Une révélation choquante a eu lieu au Bureau du renseignement de la police et des normes professionnelles (PIPS) alors qu’une agente du Département des enquêtes criminelles (CID), Cynthia Oppong, a avoué avoir reçu 100 000 GH¢ pour faciliter une double vente d’un terrain appartenant à la famille Agbeti Lanquaye.
Comparaissant devant le comité disciplinaire de la police ghanéenne à Accra, la CID Oppong aurait stupéfié les enquêteurs lorsqu’elle aurait déclaré : « Moi, je ne mens pas. Je dirai la vérité. »
Cet aveu fait suite à une requête déposée par le Dr Henry Addo, journaliste d’investigation, agent du renseignement de sécurité de la Fondation de mobilisation des ressources du Congrès national démocratique (NDC), et Dzasetse de la famille Ga Abola Piam Tunma We Royal Dynasty.
La pétition et le contexte
La requête a été déposée après qu’une ordonnance de possession légale du greffier du tribunal ait ordonné à la direction juridique de la police du Ghana d’aider la famille Agbeti Lanquaye à prendre possession de leurs terres comme l’avait accordé le tribunal.
L’exercice, qui a été mené sous la supervision du commandant régional du Grand Accra, DCOP Kwasi Ahinn, et exécuté par un huissier de justice et des représentants de la famille dirigés par Solomon Hammond, a ensuite été contesté par les parties adverses d’Obeyeyie, qui ont accusé la famille d’avoir causé des dommages matériels.
Cette contre-plainte, qui aurait été soutenue par la juge Elfreda Denkyi du tribunal des successions, a ensuite été transmise au CID Oppong, qui a commencé à enquêter sur l’affaire même dans laquelle elle aurait été complice.
Confession surprenante
Lors de l’interrogatoire mené par le panel du PIPS, le CID Oppong a admis qu’elle avait facilité la préparation d’un acte de fiducie pour un deuxième client sur la même parcelle de terrain – tout en sachant qu’un certain Isaac Addo possédait déjà des documents valides pour celui-ci.
Elle a déclaré au panel qu’elle avait reçu 100 000 GH¢ pour la transaction, un aveu qui a laissé les membres du panel « étonnés », selon des sources proches du dossier.
Les enquêteurs ont mis en doute sa conduite, compte tenu notamment de son implication directe dans l’affaire en tant que policier chargé de maintenir l’impartialité.
Déformation de l’exécution judiciaire
Les terres de la famille Agbeti Lanquaye – qui avaient été dûment tracées et enregistrées par la Commission foncière – sont devenues une source de controverse, avec des allégations selon lesquelles le CID Oppong aurait manifesté un « intérêt excessif » pour cette question.
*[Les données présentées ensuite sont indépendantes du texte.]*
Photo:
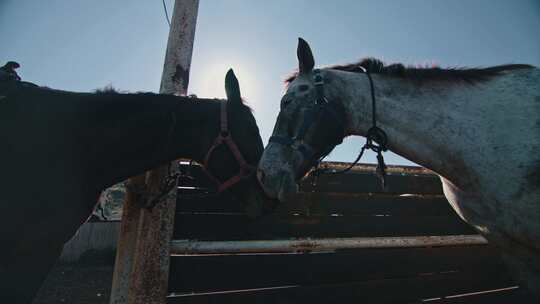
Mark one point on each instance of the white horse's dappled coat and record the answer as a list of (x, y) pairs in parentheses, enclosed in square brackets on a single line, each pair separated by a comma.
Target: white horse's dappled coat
[(482, 138)]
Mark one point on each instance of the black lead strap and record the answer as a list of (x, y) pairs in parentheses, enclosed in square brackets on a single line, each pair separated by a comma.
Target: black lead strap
[(376, 141)]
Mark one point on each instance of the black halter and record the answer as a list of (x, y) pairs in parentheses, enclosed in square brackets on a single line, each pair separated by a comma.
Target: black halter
[(376, 138), (313, 113)]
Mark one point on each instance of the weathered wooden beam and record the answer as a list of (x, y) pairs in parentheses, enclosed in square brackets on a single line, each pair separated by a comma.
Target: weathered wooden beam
[(207, 273), (188, 247), (142, 261)]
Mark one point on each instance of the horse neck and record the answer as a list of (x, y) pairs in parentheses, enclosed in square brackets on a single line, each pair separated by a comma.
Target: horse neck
[(424, 122), (148, 130)]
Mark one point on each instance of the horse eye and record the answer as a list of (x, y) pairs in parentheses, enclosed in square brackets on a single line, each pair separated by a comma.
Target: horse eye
[(285, 103)]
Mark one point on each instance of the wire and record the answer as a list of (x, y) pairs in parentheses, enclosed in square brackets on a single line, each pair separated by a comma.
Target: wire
[(166, 14)]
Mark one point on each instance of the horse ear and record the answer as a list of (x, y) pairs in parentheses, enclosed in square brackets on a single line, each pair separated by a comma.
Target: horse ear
[(232, 88), (305, 57)]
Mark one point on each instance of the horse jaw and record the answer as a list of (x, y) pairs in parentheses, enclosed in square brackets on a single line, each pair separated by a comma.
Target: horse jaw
[(275, 174)]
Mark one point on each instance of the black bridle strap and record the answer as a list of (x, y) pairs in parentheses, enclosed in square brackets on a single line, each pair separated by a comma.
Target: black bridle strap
[(374, 135)]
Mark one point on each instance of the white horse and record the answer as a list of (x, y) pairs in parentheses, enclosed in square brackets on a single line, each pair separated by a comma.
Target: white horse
[(478, 129)]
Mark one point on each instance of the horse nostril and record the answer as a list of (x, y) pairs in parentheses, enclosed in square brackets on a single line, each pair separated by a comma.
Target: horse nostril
[(261, 175)]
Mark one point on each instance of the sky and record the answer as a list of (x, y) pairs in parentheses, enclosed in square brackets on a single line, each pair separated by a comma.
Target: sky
[(85, 45)]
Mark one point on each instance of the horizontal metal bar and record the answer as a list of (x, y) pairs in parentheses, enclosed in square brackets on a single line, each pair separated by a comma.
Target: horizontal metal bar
[(188, 247)]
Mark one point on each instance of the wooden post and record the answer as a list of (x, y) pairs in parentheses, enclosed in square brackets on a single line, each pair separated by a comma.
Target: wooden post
[(142, 258)]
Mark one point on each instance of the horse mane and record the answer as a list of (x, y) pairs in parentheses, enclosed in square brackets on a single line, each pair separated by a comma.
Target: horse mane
[(423, 74), (109, 89)]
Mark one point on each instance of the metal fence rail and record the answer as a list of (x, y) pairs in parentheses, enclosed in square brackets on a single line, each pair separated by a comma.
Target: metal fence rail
[(189, 247)]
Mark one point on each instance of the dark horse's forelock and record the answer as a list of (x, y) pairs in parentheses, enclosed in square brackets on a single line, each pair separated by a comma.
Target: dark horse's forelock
[(423, 74)]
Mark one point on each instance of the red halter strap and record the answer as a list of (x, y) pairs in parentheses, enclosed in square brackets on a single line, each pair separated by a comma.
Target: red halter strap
[(224, 137)]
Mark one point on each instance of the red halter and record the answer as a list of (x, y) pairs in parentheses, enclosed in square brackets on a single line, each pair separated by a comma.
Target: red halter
[(224, 137)]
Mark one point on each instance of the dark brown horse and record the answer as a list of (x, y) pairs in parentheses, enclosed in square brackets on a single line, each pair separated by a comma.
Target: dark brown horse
[(61, 149)]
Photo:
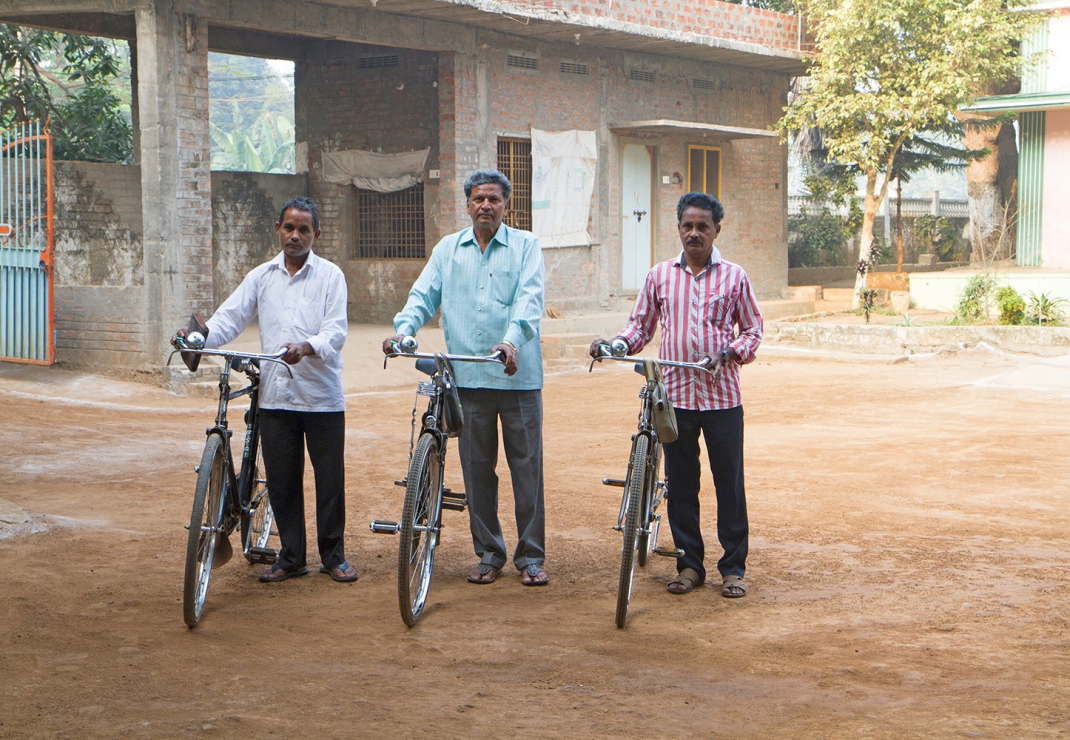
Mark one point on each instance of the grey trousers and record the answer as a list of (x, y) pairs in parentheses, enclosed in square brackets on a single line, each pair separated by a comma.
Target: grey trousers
[(521, 416)]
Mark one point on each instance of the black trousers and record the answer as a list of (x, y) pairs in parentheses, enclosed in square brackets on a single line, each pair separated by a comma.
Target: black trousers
[(520, 413), (723, 433), (283, 437)]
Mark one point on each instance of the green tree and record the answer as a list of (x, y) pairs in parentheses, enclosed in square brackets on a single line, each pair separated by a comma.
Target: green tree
[(884, 71), (251, 114), (72, 80)]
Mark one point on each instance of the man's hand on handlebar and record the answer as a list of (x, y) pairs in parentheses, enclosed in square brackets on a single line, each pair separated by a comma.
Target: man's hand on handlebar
[(294, 351), (181, 334), (509, 355), (391, 344)]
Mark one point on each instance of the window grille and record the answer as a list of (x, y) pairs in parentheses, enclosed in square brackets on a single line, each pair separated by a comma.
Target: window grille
[(378, 62), (704, 170), (519, 62), (515, 162), (575, 68), (390, 225)]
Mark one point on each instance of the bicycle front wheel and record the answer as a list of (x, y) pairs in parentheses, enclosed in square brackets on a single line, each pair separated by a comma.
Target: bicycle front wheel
[(204, 526), (419, 527), (258, 519), (635, 492)]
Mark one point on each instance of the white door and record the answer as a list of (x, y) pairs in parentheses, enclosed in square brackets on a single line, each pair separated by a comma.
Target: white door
[(637, 220)]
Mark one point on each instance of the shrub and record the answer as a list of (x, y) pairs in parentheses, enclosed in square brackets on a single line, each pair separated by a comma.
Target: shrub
[(1044, 309), (816, 242), (976, 297), (937, 236), (1011, 306)]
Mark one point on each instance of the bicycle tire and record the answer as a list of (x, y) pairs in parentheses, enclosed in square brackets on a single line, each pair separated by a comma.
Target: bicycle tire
[(637, 484), (423, 507), (646, 515), (204, 522), (258, 519)]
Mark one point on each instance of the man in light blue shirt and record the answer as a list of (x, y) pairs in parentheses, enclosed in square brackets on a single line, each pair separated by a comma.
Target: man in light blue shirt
[(488, 280)]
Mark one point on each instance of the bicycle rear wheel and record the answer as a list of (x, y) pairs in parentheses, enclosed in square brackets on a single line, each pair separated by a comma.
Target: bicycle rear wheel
[(259, 519), (645, 514), (419, 527), (204, 524), (628, 551)]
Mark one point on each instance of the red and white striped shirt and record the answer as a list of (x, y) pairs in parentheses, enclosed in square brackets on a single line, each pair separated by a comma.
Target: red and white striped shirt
[(699, 315)]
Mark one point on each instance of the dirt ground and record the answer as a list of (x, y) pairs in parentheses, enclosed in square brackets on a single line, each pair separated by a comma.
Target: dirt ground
[(908, 572)]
À la suite de l’exercice de possession légale mené par le commandant des opérations régionales Shitu Nafiu, le CID Oppong aurait commencé à remettre en question la légitimité des documents de la famille et les aurait accusés de « se comporter comme s’ils possédaient la Commission foncière ».
Elle aurait également exigé le plan de jugement pour l’exécution ordonnée par le tribunal, suggérant que la famille avait fabriqué des documents pour justifier sa demande.
Procédures judiciaires
Au tribunal de Dansoman, où l’affaire est pendante, la procédure est devenue tendue mercredi après que le CID Oppong n’a pas soumis l’intégralité des documents au procureur, ce qui a forcé le tribunal à ajourner l’audience.
Cependant, lors de la séance du PIPS vendredi, elle a affirmé que toutes les divulgations avaient été soumises, seulement pour que le panel découvre que les copies du procureur contredisaient sa déclaration – révélant une autre incohérence dans son témoignage.
Entre-temps, une longue date d’ajournement a été fixée par le tribunal pour permettre au procureur de fournir les avocats de la famille Agbeti Lanquaye devant la CMC.
Le PIPS ordonne une enquête plus approfondie
Le comité de police composé de trois membres a depuis ordonné que les déclarations soient recueillies auprès de tous les policiers qui ont participé à l’exercice de possession de terrain ordonné par le tribunal, y compris l’ancien commandant régional DCOP Kwasi Ahinn et l’huissier impliqué dans l’exécution.
Le Bureau des renseignements policiers et des normes professionnelles a également demandé l’accès au dossier complet du jugement foncier familial Agbeti Lanquaye pour un examen plus approfondi.
Cette évolution a renforcé la surveillance de la conduite de certains enquêteurs de police dans les conflits fonciers – un problème récurrent qui a érodé la confiance du public dans l’impartialité des agents chargés de l’application des lois traitant des affaires liées à la propriété.